She didn't start as a movie star - she started as a TV character defined by her secrets. Dr. Thirteen on House M.D. was bisexual, hiding Huntington's disease, and consistently the most interesting person in the room. That earned Wilde the show's breakout after joining in 2007. The film roles that followed were fine but not transformative. Booksmart in 2019 changed the calculation: a directorial debut that landed at 96% on Rotten Tomatoes, grossed $25 million on a $6 million budget, and won the Independent Spirit Award for Best First Feature. One film reframed her entirely.

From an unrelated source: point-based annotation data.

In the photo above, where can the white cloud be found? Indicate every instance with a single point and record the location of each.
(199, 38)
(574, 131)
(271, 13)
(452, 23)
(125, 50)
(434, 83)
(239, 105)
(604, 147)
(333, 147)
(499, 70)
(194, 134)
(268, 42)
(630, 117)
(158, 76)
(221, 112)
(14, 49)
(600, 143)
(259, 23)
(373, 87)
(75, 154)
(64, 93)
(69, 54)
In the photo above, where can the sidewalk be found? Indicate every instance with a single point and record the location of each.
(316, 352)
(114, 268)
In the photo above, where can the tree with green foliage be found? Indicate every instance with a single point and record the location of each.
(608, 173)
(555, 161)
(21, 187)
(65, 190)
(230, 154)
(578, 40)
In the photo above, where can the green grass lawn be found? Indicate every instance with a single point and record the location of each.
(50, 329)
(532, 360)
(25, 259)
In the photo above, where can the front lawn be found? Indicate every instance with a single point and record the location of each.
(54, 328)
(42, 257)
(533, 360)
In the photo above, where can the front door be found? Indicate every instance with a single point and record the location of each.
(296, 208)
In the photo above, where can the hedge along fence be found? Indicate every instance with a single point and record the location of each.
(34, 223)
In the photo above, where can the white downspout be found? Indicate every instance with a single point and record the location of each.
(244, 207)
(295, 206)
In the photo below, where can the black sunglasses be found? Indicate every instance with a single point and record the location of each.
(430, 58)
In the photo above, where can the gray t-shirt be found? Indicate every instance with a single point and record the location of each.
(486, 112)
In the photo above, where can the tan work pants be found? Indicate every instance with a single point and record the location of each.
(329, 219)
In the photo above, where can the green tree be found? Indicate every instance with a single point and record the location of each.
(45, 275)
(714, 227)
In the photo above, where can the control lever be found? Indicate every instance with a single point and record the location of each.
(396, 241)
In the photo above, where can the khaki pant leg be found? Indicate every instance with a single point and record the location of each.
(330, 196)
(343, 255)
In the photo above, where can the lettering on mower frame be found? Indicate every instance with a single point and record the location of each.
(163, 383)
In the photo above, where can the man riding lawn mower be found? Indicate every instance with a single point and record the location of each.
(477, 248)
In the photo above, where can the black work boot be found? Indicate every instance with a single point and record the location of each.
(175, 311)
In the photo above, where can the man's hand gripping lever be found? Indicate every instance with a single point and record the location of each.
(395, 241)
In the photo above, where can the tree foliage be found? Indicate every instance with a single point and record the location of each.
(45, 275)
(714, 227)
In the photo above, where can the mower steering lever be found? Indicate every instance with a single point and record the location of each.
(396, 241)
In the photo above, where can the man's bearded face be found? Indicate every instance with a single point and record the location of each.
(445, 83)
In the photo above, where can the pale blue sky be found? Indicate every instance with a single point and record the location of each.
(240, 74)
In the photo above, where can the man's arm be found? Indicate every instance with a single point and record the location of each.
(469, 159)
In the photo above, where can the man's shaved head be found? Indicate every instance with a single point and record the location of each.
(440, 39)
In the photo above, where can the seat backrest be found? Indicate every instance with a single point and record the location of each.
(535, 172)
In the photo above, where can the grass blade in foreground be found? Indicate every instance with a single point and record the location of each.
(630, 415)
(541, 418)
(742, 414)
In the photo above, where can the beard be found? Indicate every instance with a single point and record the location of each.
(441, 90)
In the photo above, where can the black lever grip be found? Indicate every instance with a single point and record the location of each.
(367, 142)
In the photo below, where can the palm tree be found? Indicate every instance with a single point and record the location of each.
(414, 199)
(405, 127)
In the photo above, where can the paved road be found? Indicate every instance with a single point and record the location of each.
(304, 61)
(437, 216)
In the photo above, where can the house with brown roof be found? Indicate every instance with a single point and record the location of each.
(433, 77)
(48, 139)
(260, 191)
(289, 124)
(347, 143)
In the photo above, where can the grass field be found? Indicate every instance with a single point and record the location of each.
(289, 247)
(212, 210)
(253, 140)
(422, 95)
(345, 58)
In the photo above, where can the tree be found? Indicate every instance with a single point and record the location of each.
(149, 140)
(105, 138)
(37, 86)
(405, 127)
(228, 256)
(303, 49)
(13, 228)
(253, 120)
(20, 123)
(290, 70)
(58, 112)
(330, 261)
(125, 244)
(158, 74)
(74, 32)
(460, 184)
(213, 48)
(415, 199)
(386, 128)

Don't Worry Darling arrived in 2022 trailing a tabloid circus: Florence Pugh sat four seats away from her at the Venice premiere, Shia LaBeouf leaked a private video making her look two-faced, and Jason Sudeikis's legal team served her custody papers on stage at CinemaCon while she was mid-presentation. The film grossed $45 million domestically but landed at 35% on Rotten Tomatoes. None of it buried her. The Invite premiered at Sundance 2026, sold to A24 for over $12 million, and sits at 91% on Rotten Tomatoes. The director is winning.
She was born Olivia Cockburn into a DC journalism dynasty - her mother Leslie produced for 60 Minutes, her father Andrew is a veteran journalist, and the family home reportedly hosted figures like Seymour Hersh, Richard Holbrooke, and Mick Jagger. She adopted 'Wilde' in high school as a tribute to Oscar Wilde, years before Hollywood knew her name. Before American TV came calling, she'd studied at the Gaiety School of Acting in Dublin. Not exactly the standard path to directing Seth Rogen comedies.